Sunday, the DAPL project was dealt a blow when the Army Corps of Engineers did not grant the easement necessary to allow the pipeline to continue across sacred grounds. That’s a wonderful start, and got me thinking about teacher leadership and the lessons that could be learned.
1. Power of the people as community . The people of Standing Rock were not movie stars, or people with money. They were ordinary people who wanted to make a difference in the space in which and protect resources for future generations. They had a clear, simple message everyone listened and spoke about: Water is Life. And there was a spectra of ages in the representative body, from young to old. Unity, however, is a powerful thing, and can withstand attempts to weaken public education. How do we get all those representative voices into our school community regularly, and onboard with a simple message?
2. Get your message out.

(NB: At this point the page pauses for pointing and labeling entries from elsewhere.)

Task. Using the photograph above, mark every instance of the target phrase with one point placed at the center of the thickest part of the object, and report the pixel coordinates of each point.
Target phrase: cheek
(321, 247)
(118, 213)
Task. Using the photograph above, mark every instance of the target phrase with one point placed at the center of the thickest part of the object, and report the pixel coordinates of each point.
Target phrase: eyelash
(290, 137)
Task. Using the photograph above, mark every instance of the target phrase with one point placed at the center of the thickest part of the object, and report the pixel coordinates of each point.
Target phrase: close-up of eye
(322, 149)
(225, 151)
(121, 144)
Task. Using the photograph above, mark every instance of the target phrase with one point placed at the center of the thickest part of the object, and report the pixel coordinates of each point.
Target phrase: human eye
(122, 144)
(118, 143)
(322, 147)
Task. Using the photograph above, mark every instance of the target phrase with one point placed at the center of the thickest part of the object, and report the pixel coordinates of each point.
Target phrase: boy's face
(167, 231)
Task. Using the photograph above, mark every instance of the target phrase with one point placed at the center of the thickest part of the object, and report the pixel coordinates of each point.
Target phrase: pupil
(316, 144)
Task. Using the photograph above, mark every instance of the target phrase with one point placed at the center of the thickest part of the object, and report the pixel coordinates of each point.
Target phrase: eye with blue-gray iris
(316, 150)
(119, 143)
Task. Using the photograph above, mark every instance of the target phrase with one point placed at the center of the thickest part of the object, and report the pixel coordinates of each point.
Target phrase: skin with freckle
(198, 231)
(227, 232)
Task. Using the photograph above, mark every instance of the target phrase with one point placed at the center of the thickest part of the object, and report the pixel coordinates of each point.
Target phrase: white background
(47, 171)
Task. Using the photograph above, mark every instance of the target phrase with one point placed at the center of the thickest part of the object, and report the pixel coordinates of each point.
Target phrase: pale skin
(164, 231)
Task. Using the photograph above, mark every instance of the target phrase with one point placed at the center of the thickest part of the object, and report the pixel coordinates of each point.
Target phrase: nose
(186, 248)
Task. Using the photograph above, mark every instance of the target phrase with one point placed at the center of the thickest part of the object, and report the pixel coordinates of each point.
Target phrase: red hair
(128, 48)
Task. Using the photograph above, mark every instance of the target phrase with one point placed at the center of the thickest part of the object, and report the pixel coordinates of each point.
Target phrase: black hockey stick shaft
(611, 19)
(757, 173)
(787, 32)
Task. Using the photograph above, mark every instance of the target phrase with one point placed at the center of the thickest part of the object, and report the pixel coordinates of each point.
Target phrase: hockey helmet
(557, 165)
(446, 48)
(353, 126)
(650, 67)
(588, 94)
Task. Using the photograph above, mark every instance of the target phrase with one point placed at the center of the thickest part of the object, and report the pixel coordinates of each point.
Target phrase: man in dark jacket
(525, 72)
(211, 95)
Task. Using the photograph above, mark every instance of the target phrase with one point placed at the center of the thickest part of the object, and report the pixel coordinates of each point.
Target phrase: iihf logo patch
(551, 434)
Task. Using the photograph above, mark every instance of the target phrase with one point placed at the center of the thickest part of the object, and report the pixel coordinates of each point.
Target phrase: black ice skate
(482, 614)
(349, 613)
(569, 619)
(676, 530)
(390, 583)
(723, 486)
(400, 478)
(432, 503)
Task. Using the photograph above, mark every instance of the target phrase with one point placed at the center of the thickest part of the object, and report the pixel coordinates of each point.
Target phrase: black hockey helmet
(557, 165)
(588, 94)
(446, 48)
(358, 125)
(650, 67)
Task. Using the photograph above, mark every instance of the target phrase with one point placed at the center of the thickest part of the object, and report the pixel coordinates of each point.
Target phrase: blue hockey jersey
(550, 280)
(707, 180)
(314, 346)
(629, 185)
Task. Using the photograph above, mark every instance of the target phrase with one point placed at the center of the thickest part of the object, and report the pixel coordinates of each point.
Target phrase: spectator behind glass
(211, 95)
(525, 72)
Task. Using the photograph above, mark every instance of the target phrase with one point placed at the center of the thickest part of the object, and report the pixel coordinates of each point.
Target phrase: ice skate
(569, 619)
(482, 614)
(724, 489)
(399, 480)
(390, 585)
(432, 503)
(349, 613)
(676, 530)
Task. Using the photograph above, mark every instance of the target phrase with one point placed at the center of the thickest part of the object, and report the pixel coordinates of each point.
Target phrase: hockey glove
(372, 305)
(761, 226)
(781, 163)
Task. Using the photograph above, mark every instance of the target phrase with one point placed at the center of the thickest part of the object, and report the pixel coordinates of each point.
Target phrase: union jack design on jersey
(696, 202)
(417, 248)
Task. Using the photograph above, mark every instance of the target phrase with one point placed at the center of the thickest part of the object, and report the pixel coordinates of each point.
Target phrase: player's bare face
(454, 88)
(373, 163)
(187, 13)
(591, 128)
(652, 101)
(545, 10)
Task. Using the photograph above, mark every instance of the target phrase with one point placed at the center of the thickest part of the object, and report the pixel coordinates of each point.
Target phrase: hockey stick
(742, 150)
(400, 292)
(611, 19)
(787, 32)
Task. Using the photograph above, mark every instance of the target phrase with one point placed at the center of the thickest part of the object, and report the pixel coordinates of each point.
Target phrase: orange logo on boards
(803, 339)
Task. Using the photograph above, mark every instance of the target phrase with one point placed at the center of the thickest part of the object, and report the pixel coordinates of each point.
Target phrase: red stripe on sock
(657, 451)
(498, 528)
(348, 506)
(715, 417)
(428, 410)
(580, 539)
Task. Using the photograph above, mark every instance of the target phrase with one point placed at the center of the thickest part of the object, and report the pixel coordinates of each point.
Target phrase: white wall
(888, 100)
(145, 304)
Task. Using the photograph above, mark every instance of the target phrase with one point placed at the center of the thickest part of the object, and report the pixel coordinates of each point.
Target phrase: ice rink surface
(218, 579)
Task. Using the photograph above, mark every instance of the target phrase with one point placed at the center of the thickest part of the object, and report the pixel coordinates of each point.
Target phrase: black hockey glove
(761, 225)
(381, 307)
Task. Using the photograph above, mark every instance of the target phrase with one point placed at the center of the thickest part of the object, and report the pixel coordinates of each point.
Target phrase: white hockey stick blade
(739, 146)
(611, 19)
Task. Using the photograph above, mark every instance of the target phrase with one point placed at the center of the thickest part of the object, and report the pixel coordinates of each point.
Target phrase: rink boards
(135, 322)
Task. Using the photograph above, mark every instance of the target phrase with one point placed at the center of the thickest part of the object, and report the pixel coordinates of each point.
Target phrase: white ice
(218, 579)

The Oceti Sakowin group understood how to use media effectively, and reached out to networks of myriad individuals, including clergy members, community members, social justice advocates, the independent press, and youtube. The momentum for stopping DAPL has come from multiple sources, letters to the President and the backing of veterans who came into the camp to stand together. Today, our choices are not limited to one media option or one group of stakeholders, but in the next years, it will be critical to come together to build community and find voices to help share the value of public education. Just like Standing Rock, equity needs a voice.
3. Give it time. The Sioux nation has been at the site of their protest for months. It takes time to build consensus, relationships, and learn to navigate a maze of paperwork, regulations, and proposals. Teachers do this regularly, but take heart, the time you invest means something. The end goal: empowering students means giving them skills in critical thinking, collaboration, and problem-solving.
4. Celebrate Your Courage . What really helped to push the network over the top was the shift in public perception about DAPL. It was not without risk. Rubber bullets, freezing water cannons, camping in frigid temperatures and standing up to power never is easy. Non-violent resistance focused on leveraging ideas never has been, and is not likely to get easier in the short-term when we discuss the disruptive possibilities of teacher-powered education. The Sioux people were able to celebrate yesterday, but that does not mean the cause is won. They are staying put, at least for now, as they wait in uncertainty for what will happen with a change in administration. Will treaties still be honored? That’s about as certain as next year’s test scores, or funding budget.
But one thing is for sure: democracy has never been a spectator sport, and the time to remain diligent is now, and each day. That’s a lesson worth remembering.